Tuesday, July 11, 2006

US court asked for gag order in Iraq rape-murder

US court asked for gag order in Iraq rape-murder
Tue Jul 11, 2006 1:21 PM ET

CHICAGO (Reuters) - A lawyer for a former U.S. soldier charged with killing a family of four in Iraq and raping one of them asked a judge on Tuesday for a gag order preventing officials from President George W. Bush on down from commenting on the case.

Without that, a court filing said, 21-year-old Steven Green will not get a fair trial. He pleaded not guilty last week to four counts of murder and one count of rape, and a Kentucky grand jury is currently considering the case against him.

"This case has received prominent and often sensational coverage in virtually all print, electronic, and Internet news media in the world," the filing in U.S. District Court in Louisville, Kentucky, said.
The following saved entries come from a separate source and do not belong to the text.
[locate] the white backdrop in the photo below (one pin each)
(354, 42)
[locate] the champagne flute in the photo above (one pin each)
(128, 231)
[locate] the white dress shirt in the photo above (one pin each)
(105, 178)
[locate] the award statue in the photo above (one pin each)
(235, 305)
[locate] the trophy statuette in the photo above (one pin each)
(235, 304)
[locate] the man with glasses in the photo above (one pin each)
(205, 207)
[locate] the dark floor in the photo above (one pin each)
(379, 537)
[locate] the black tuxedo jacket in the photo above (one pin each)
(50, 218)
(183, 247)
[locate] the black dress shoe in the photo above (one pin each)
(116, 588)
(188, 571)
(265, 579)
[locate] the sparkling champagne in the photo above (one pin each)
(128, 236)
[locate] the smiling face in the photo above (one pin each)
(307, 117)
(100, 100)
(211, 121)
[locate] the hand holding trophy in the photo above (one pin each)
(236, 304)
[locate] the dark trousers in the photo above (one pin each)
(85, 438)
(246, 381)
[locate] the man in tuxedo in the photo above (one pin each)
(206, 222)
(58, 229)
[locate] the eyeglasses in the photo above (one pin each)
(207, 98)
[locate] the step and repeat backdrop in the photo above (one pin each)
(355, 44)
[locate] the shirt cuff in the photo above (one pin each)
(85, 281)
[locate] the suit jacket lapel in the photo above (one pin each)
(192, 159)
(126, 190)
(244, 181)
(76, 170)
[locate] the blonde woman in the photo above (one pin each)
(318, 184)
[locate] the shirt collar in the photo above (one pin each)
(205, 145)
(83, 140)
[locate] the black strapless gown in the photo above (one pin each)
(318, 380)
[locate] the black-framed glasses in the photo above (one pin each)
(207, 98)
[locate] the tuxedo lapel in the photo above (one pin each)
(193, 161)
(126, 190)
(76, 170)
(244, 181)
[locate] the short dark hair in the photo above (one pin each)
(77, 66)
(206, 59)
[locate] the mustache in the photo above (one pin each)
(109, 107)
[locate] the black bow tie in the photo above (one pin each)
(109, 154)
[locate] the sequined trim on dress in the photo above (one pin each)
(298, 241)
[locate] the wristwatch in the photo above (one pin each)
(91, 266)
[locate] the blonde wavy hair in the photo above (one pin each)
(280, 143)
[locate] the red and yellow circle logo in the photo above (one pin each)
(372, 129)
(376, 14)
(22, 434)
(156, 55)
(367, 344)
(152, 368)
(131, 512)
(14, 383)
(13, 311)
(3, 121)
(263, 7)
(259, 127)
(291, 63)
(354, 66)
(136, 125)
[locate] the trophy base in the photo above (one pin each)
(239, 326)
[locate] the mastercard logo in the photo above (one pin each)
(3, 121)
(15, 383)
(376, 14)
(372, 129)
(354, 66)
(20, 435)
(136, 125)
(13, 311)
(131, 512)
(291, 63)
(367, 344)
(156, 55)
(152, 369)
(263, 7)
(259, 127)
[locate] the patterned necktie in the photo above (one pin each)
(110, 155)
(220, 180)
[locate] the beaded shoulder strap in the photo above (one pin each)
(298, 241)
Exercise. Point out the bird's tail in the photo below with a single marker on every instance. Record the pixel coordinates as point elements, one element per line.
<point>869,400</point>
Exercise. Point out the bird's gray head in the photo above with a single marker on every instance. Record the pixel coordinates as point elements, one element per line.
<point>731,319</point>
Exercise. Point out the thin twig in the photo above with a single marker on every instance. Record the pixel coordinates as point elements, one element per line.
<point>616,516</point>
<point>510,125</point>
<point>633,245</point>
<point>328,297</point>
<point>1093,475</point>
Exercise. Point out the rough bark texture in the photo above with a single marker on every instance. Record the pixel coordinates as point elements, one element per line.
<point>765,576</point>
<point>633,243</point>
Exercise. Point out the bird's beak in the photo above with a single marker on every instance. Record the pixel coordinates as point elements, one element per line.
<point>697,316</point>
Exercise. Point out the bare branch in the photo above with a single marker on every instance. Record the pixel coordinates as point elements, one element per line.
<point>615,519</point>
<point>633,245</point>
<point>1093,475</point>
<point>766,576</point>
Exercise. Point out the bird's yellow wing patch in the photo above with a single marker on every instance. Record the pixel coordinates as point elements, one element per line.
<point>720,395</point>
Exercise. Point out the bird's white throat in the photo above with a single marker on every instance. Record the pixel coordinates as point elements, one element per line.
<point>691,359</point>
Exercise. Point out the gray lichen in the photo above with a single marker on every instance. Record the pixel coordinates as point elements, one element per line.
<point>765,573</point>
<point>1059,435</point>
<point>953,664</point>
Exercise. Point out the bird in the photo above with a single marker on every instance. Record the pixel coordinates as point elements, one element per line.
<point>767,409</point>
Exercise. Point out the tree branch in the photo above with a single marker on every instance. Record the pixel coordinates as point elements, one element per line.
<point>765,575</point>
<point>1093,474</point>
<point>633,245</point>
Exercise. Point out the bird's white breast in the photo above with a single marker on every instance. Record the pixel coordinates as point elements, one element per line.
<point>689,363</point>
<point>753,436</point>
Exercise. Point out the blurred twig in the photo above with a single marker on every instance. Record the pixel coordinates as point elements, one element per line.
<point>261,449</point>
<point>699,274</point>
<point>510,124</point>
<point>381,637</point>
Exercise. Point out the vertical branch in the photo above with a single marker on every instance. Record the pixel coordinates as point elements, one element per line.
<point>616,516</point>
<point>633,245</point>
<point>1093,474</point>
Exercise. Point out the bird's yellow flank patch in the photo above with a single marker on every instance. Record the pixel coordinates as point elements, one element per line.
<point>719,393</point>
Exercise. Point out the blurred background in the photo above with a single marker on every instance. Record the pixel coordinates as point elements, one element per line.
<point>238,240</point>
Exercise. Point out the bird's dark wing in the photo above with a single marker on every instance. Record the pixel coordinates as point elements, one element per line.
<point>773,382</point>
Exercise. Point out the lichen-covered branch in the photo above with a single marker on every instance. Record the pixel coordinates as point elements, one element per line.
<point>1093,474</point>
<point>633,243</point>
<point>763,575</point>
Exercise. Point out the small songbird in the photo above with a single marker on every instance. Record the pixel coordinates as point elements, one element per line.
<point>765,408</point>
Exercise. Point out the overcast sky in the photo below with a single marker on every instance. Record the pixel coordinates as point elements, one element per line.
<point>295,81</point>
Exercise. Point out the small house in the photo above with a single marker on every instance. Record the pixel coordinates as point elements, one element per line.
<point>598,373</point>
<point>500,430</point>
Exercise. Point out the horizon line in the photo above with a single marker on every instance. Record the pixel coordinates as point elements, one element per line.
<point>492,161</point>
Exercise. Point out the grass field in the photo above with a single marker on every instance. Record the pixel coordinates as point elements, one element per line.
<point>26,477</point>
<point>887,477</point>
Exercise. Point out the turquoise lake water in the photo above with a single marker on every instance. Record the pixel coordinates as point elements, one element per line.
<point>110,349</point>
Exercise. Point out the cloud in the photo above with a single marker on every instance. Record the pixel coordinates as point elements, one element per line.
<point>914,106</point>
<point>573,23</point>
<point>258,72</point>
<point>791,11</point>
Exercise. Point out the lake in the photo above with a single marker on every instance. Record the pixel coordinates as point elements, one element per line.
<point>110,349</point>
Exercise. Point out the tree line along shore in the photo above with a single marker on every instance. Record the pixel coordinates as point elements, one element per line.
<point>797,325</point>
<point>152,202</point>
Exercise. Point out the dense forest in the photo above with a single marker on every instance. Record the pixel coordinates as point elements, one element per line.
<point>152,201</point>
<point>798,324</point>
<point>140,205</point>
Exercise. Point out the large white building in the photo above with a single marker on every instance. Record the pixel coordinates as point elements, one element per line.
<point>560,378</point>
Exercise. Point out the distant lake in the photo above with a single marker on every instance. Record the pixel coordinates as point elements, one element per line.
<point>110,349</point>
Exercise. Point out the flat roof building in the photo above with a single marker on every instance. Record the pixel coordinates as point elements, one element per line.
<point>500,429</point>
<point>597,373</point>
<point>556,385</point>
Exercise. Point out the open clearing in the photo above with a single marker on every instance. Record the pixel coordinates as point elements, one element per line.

"Strong and inflammatory opinion is rampant, including the President in a nationally televised interview deeming the alleged conduct of the defendant to be a 'despicable crime' and opining that he was 'staining the image, the honorable image of the United States military'," the motion said.

The motion, filed by Scott Wendelsdorf, a public defender assigned to Green, also cited comments on the case from Gen. Peter Pace, chairman of the Joint Chiefs of Staff.

Green, discharged from the Army with a personality disorder, was charged with taking part in a home invasion, rape and murder in March in Mahmudiya, Iraq, while on duty with the Kentucky-based 101st Airborne.

Fourteen-year-old Abeer al-Janabi was raped and killed. Her parents and 6-year-old sister were also slain.

Four other soldiers still with the 502nd Infantry Regiment also face rape and murder charges and a fifth a charge of failing to report it.

A group led by al Qaeda in Iraq meanwhile has released gruesome footage of two corpses it said were U.S. soldiers killed in June to avenge the rape and murder of the Iraqi girl.

Since the military announced its investigation, Iraqis and their government have expressed mounting outrage over the case, which comes after several other murder probes involving U.S. troops. Many Iraqis have complained the troops can kill with impunity.